IRT is furthermore used in the mapping of skin perforators in flap surgery. According to the angiosome principle, a perforator vessel supplies blood flow to a vascular territory and has anastomoses to other neighbouring vascular territories.25 Currently, dynamic IRT is being used preoperatively in identifying the appropriate perforator vessel to be transplanted as well as in flap monitoring after free flap transplantation, where changes in arterial or venous perfusion influence the skin temperature.17,23,28 The sensitivities lie between 89.6 and 99.6% and specificities between 96 and 99.9%.20

After supplying blood to the chest wall, IMA continues to the abdomen wall as the superior epigastric artery, where it anastomosises itself to the inferior epigastric artery to supply the perfusion to the abdominal wall. In breast reconstruction using abdominal flaps, the inferior epigastric artery is elevated together with the fasciocutaneous tissues and the vessel anastomosis is usually performed to the IMA and vein. Nergård et al.18 investigated the abdominal wall perfusion using dynamic IRT in 17 female patients after receiving a breast reconstruction as described before. They recorded a loss of hot spots corresponding to the perforator vessels not only in the undermined median regions, but also in the submammary region on the side where the internal mammary vessels were severed at the level of the third or fourth rib. This sustains the results of the present study, that the harvest of the IMA results in a decline in skin perfusion immediately postoperative. According to Dhar et al.,5 after a 3 h period of vasoconstriction, the chocke vessels connecting different angiosomes start progressively dilating to reach a normal diameter within 24 h and a maximal dilation at 48–72 h. This was confirmed in the study of Nergård et al.,18 where the hot spots reappeared within the first postoperative days, as well as in our study, where the chest wall temperature equalized within 24 h of surgery.

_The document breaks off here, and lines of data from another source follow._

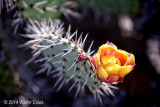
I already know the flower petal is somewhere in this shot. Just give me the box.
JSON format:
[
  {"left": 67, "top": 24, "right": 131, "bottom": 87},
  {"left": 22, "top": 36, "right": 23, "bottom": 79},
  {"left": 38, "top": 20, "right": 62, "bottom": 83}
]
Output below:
[
  {"left": 119, "top": 65, "right": 133, "bottom": 77},
  {"left": 126, "top": 54, "right": 135, "bottom": 65},
  {"left": 105, "top": 64, "right": 121, "bottom": 78},
  {"left": 97, "top": 67, "right": 108, "bottom": 79},
  {"left": 101, "top": 55, "right": 116, "bottom": 64},
  {"left": 90, "top": 56, "right": 97, "bottom": 69},
  {"left": 96, "top": 53, "right": 101, "bottom": 67},
  {"left": 98, "top": 45, "right": 128, "bottom": 66}
]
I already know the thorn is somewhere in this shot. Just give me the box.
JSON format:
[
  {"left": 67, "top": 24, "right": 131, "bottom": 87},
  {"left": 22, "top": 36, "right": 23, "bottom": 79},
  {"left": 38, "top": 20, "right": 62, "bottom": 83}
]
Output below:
[
  {"left": 53, "top": 75, "right": 63, "bottom": 87},
  {"left": 61, "top": 50, "right": 72, "bottom": 57},
  {"left": 57, "top": 79, "right": 66, "bottom": 92},
  {"left": 67, "top": 59, "right": 78, "bottom": 71},
  {"left": 81, "top": 34, "right": 88, "bottom": 49},
  {"left": 68, "top": 80, "right": 78, "bottom": 92},
  {"left": 87, "top": 41, "right": 94, "bottom": 55},
  {"left": 74, "top": 83, "right": 81, "bottom": 97}
]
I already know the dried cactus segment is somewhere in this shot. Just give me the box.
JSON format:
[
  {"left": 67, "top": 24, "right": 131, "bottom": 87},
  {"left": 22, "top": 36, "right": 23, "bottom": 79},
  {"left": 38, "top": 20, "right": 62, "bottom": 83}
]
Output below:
[{"left": 21, "top": 20, "right": 114, "bottom": 103}]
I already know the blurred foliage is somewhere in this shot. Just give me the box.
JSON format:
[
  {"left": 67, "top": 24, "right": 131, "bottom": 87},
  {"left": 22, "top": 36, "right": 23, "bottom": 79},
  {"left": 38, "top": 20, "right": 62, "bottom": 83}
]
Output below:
[
  {"left": 17, "top": 0, "right": 68, "bottom": 19},
  {"left": 0, "top": 63, "right": 19, "bottom": 96},
  {"left": 77, "top": 0, "right": 140, "bottom": 15}
]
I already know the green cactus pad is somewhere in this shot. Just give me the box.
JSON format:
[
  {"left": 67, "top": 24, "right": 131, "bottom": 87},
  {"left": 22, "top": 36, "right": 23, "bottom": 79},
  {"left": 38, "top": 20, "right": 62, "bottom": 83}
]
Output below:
[{"left": 22, "top": 20, "right": 115, "bottom": 103}]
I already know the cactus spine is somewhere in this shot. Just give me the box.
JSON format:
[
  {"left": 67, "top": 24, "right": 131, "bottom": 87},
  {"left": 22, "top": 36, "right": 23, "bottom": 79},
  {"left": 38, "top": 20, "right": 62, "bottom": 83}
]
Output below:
[{"left": 21, "top": 20, "right": 115, "bottom": 103}]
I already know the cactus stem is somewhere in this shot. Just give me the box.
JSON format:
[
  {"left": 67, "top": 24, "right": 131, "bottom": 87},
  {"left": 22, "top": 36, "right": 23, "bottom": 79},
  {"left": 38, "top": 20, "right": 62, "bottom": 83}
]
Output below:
[
  {"left": 53, "top": 74, "right": 63, "bottom": 88},
  {"left": 57, "top": 79, "right": 66, "bottom": 91},
  {"left": 87, "top": 41, "right": 94, "bottom": 55},
  {"left": 68, "top": 79, "right": 78, "bottom": 92},
  {"left": 67, "top": 59, "right": 78, "bottom": 71},
  {"left": 61, "top": 50, "right": 72, "bottom": 57},
  {"left": 74, "top": 82, "right": 81, "bottom": 98}
]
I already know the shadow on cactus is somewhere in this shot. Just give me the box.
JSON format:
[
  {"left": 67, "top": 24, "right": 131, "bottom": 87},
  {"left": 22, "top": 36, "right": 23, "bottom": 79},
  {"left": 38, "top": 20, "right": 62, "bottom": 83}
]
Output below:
[{"left": 20, "top": 20, "right": 134, "bottom": 103}]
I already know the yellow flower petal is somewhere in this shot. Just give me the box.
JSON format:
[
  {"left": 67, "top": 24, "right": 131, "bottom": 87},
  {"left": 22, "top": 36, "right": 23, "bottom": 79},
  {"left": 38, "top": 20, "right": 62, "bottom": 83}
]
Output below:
[
  {"left": 105, "top": 64, "right": 121, "bottom": 77},
  {"left": 101, "top": 55, "right": 116, "bottom": 64},
  {"left": 96, "top": 53, "right": 101, "bottom": 67},
  {"left": 119, "top": 65, "right": 132, "bottom": 77},
  {"left": 97, "top": 67, "right": 108, "bottom": 79}
]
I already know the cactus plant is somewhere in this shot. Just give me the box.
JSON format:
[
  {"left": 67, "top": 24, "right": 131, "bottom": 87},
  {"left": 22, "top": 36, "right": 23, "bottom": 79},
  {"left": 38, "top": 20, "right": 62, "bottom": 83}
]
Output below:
[{"left": 20, "top": 20, "right": 116, "bottom": 103}]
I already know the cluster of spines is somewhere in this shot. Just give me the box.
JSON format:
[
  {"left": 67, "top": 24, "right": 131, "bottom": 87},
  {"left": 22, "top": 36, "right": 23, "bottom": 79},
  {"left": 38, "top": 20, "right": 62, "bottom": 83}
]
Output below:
[
  {"left": 21, "top": 20, "right": 115, "bottom": 103},
  {"left": 0, "top": 0, "right": 17, "bottom": 14}
]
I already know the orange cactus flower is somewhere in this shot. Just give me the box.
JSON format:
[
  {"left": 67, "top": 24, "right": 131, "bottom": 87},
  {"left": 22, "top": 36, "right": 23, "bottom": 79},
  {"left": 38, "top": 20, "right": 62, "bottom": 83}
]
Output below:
[{"left": 90, "top": 42, "right": 135, "bottom": 83}]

The present study was performed in a rather limited amount of patients and did not investigate the impact of harvesting BIMA on the chest wall pefusion. The investigation resumed to a quantitative measurement of the temperature, without identifying the individual perforators. The planning of future studies could include a dynamic investigation with the identification of hot spots. This could show more accurately the impact of thoracotomy and the harvesting of the IMA, as direct perforators could be either closed or show less flow.

In the present study, we showed that the high resolution thermography is suitable to detect early perfusion changes of the chest wall and even local effects of IMA harvesting after CABG. We also showed, that the harvest of LIMA has an additive impact on the hemithoracic blood supply in the first day after surgery. Further studies should aim at establishing a quantitative threshold, in order to predict the wound healing disorders according to the measurement of local blood supply.